魏军苦攻徐州不下,这回拓跋焘可麻了爪,没想到刘骏这个毛头命这么硬,一时半会啃不下来了。拓跋焘也是个亮事的,见徐州一时无法下口,不如先甩掉刘骏,直接找刘义隆进行武力对话,如果能拿下建康,拔掉刘骏的根本,看他还能扑腾几天?十二月初一日,拓跋焘下令撤军离开徐州,数十万鲜卑骑兵卷旗放马,急驰南下,直扑建康城。
刘骏的骨头还算比较硬,可其他人比刘骏就差远了,都是些混官场的琉璃蛋子,贪生怕死,见鲜卑铁骑狂奔而来,吓的都逃了。鲜卑人不费一箭一矢,连得数城,仅仅用了三天,魏军就打到了淮河边上。
在此前一天,刘义隆已经得到拓跋焘南下的消息,惊骇万分,这索头虏胃口不小,想一口吃了他。刘义隆下诏全国进入紧急状态,建康城通宵戒严。刘义隆很担心徐州的弟弟和儿子,在徐州被困的时候,就派辅国将军臧质率军北上救徐州,不过当这支宋军来到盱眙(今江苏盱眙)时,正遇上浩荡南下的鲜卑兵。
臧质为了杀杀鲜卑人的威风,让冗从仆射胡崇之、积弩将军臧澄之带兵守住东山,建威将军毛熙祚守前浦,准备绊一绊拓跋焘的马蹄子。拓跋焘听说有人要劫他的财路,二话不说,带着弟兄们就杀。魏军气势如虹,一战就拿下东山,随后又打掉前浦宋军,胡崇之、臧澄之、毛熙祚战死。臧质吓的带着残存的七百个弟兄逃进了盱眙城,与盱眙太守沈璞合兵死守。
拓跋焘虽然啃了几块骨头,但都没吃到什么肉,魏军此次南下,平时给养全靠就地抢夺。

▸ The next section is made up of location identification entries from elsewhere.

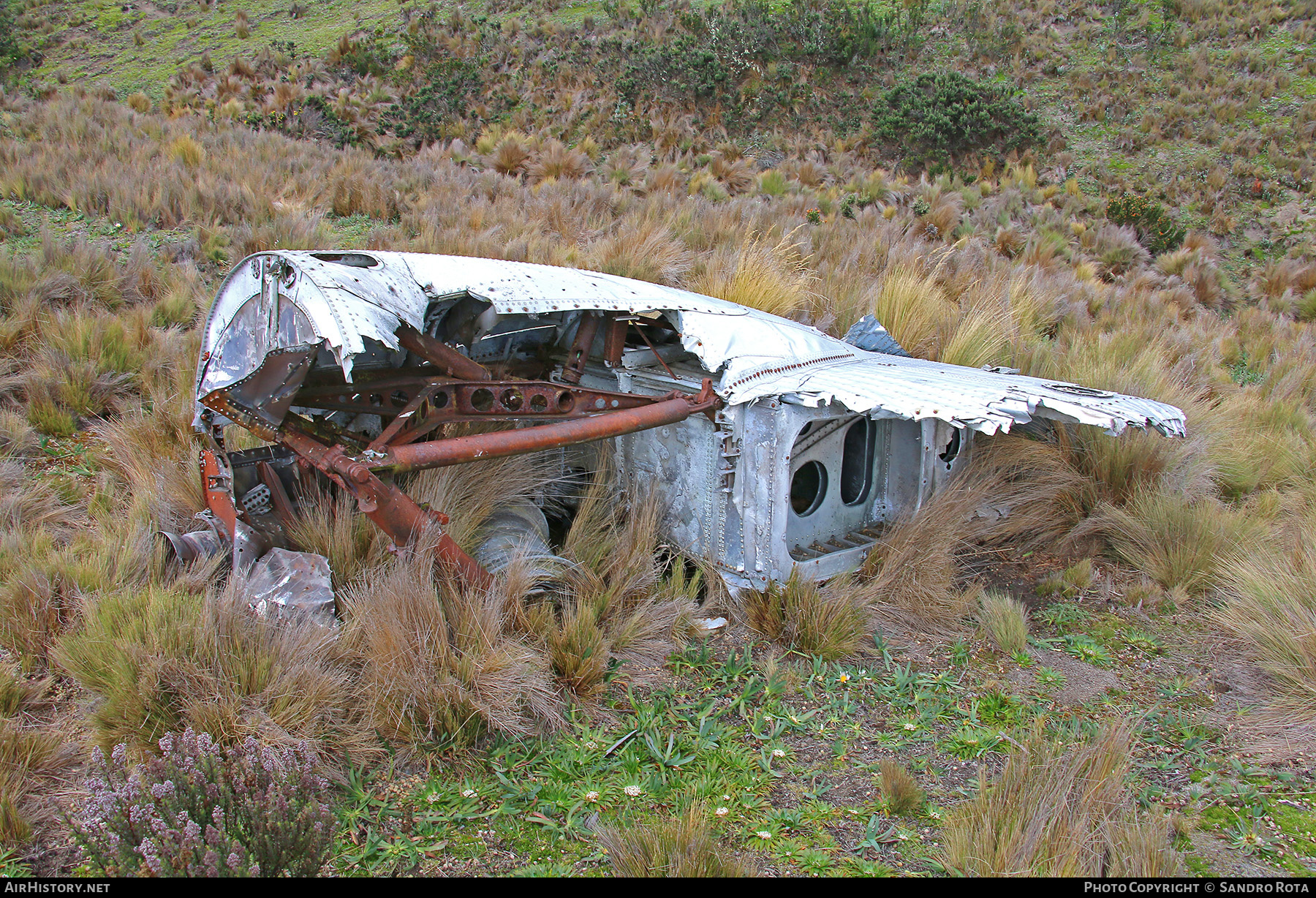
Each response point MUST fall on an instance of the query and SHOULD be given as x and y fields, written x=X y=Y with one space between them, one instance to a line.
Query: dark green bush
x=717 y=46
x=1157 y=231
x=941 y=113
x=447 y=90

拓跋焘打听到盱眙城中粮食多,立刻转头打盱眙,抢来粮食分给弟兄们吃。不过沈璞也不是个善茬,宋军还是能打的,拓跋焘攻了几回,一点便宜没点到。
盱眙城转危为安,首先要感谢沈璞,当初沈璞来盱眙上任时,就知道将来这里必有大仗要打,提前做好应战准备,修城蓄粮,多备弓矢。当时许多人都反对沈璞这样瞎折腾,连刘义隆都觉得沈璞吃饱了撑的。现在来看,要不是沈璞有战略远见,盱眙早被拓拔焘给拿了。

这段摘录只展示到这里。